I climb into the bed to get hooked to the monitor and the penicillin drip. A man comes in to draw my blood. More contractions that just about knock me out. “I think... I do want that epidural,” I say. “Sure, the nurse says. “But have to wait for your blood test to come back.” I know then that this will be another unmedicated birth.
I can’t leave the bed, so in between contractions, I switch positions, getting on my knees to face the window. Switching positions in this stage of labor is supposed to keep it progressing, I remember reading. I also remember reading that I should focus on what doesn’t hurt, but then I just notice that I can feel the penicillin burning through the IV in my hand.
Dave is encouraging and supporting, and I mentally take back everything I said about him not being helpful. He reminds me to relax, and in the few seconds between contractions, I do. I can see the on-ramp to the 405, and it offers a little bit of relief to know that people are still going about their day, picking up their kids from school or running to the grocery store. That even amidst the pain, cars keep moving; the world keeps turning.
I’m shaking and sweating now, and my teeth are chattering. I know this transition period from past labors. It feels awful, but I know that it’s a good sign – that I’m progressing. I change positions again, still on my knees, but with my arms draped around the back of the hospital bed. I’m in the hospital gown, which means that my backside is totally exposed, and I feel momentarily embarrassed that the first thing that the nurses will see when they walk in is my ass.

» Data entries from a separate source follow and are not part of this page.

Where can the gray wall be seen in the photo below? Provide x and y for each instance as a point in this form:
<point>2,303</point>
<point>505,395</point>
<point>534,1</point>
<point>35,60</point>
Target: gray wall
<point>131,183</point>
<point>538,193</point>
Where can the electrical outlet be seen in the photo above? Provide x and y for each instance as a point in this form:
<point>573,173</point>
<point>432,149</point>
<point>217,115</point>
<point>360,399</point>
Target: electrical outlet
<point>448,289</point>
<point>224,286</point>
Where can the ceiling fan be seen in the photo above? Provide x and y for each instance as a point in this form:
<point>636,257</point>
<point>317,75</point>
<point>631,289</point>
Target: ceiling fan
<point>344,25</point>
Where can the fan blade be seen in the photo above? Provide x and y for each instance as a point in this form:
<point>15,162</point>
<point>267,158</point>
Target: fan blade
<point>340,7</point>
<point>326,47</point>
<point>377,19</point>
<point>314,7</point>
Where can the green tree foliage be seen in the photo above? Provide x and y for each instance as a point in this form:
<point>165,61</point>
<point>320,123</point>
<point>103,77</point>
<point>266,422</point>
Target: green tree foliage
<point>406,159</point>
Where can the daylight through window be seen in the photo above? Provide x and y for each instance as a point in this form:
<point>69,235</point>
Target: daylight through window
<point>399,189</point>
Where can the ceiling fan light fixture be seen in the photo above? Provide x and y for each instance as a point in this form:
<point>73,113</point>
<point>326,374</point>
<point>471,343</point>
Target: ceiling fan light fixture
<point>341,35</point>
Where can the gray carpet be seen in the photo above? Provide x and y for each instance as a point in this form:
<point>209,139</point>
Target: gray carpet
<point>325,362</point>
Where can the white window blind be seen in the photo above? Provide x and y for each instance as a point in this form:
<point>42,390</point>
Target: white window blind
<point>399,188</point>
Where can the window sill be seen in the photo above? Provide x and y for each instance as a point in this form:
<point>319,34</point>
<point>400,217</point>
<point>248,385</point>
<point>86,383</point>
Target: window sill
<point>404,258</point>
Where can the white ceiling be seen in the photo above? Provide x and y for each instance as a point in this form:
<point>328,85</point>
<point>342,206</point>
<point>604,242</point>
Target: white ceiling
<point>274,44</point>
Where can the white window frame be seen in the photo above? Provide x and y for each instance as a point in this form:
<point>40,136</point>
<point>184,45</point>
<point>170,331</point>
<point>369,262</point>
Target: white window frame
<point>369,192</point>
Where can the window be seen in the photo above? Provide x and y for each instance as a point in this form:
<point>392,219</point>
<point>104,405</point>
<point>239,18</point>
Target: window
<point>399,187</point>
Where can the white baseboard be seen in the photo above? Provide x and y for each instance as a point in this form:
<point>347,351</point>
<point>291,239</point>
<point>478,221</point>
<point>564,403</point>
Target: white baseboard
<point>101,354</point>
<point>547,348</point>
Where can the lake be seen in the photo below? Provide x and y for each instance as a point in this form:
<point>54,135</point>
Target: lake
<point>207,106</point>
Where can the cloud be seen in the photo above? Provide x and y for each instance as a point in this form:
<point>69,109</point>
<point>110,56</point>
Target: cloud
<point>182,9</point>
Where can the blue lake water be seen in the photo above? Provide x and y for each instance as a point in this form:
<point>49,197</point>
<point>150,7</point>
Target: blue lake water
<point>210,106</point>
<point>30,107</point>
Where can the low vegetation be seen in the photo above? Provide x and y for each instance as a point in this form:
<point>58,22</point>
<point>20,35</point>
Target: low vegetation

When I think that the contractions can’t get more painful, they do. I’m breathing down and trying to keep my moans lower than the decibel of a scream. From that position, I can feel baby moving into the lower part of my hips. It’s the strangest feeling, a tiny human literally traveling down your body. The midwife pops in for a minute, “Is he coming soon?” she asks me. She checks me, and I’m nine and a half cm. “Just keep doing what you’re doing,” she says. Someone asks for a delivery table, and when she leaves the room, the other nurses talk about which one of them will catch the baby if she doesn’t come back in in time.
The muscle memory kicks in – I push when I feel the intensity of the contraction coming on, and then I rest when it subsides. The midwife returns and asks, “Do you want to deliver in that position, hon?” I don’t have time to tell her that I physically cannot get out of this position. Then comes the whoosh of wetness as my bag of waters finally breaks. I grip the back of the bed and push and feel that best kind of relief when baby boy’s entire body slides out. I think the first words out of my mouth were, “I’m so glad that’s over.” It was the worst of all three labors, but gratefully, the smoothest delivery, and I’m still “intact.”
And then I somehow get my leg over the umbilical cord and into a seated position, and they place baby boy in my arms, and that moment is worth everything. “You did it, mama,” Dave says. “There he is.”